Opec drosselt Produktion erst 2015

Investoren investieren in Öl und Opec wird Fördermenge 2015 drosseln.

19.09.2014

In dieser Woche bestimmten vor allem charttechnische Aspekte den Ölpreis. Will sagen: Der fallende Ölpreis war ein Signal für Investoren, in den Energieträger zu investieren. Demzufolge stieg der Preis an, weiter getrieben von der Aussage der Opec, die Fördermenge 2015 zu drosseln. Damit reagierte sie auf den zeitweilig unter 100 Dollar pro Barrel gefallenen Preis des Rohöls. Weiterhin bleibt der internationale Markt mit Öl übersättigt. Großabnehmer wie China zeigen angesichts einer geringeren Industrieproduktion wenig Interesse, dem entgegenzuwirken und fleißig einzukaufen, so das Wall Street Journal.

Nach Angaben des Wall Street Journals wollen nun auch Vietnam und Indien in einer Kooperation Ölreserven im südchinesischen Meer ausbeuten, trotz der Einwände des mächtigen Nachbarn China. Hier sind Konflikte vorprogrammiert, da China durch die Bohrungen seine eigenen wirtschaftlichen Interessen gefährdet sieht. Indiens und Vietnams strategische Partnerschaft wäre folgerichtig, da beide seit Längerem im Konflikt mit der Einflusssphäre Chinas liegen.
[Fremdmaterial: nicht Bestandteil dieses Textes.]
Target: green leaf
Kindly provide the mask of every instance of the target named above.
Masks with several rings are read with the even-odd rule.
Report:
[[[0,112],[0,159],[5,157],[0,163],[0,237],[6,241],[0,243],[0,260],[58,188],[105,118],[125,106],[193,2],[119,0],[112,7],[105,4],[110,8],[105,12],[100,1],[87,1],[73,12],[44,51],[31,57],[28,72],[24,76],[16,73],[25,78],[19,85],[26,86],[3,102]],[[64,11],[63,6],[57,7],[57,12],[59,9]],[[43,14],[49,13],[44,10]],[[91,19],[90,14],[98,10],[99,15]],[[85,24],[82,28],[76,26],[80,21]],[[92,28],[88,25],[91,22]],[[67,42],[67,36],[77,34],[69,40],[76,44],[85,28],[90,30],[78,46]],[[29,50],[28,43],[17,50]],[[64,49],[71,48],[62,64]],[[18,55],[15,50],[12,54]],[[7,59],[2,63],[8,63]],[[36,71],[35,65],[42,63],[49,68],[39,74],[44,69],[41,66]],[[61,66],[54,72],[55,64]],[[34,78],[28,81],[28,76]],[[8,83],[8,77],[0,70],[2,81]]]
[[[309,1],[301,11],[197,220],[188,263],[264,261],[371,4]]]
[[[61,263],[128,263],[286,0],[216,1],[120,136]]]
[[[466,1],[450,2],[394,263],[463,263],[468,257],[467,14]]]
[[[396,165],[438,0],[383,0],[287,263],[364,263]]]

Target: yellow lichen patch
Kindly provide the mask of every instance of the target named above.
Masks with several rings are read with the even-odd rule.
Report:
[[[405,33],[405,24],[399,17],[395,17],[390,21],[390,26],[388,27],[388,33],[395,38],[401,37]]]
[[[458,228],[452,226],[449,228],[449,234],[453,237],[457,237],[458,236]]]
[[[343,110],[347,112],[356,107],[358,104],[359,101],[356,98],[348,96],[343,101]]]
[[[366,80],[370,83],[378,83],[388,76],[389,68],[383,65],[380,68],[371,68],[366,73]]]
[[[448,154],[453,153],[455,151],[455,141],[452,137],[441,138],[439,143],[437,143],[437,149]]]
Heizöl folgt dem Rohöltrend und wird gegen Ende der Woche wieder günstiger. Dem entgegen steht der Euro, der nach wie vor schwach bleibt. Angesichts einer sich erholenden US-Wirtschaft bleibt die US-Notenbank bei ihrer vorsichtigen Strategie, so das Oil and Gas Journal, dennoch rücken höhere Zinsen langfristig immer näher. Das lockt Investoren in den Dollar, die Aktienpreise werden gestützt. Der Euro dagegen wird nicht mehr als lukrative Anlageform angesehen, sein Preis fällt und kurbelt damit die Exporte an. 

Dies wirkt einem noch günstigeren Heizölpreis entgegen. Die Ölschwemme bleibt also erhalten. Verschiedene Faktoren wie bessere wirtschaftliche Aussichten in China und Europa oder gar ein weiterer Produktionsausfall aus Libyen könnte die günstige Lage wieder verschärfen und den Preis steigern. Diese sind jedoch derzeit nicht zu sehen, so dass die Nachbevorratung an Heizöl im Augenblick zu empfehlen ist.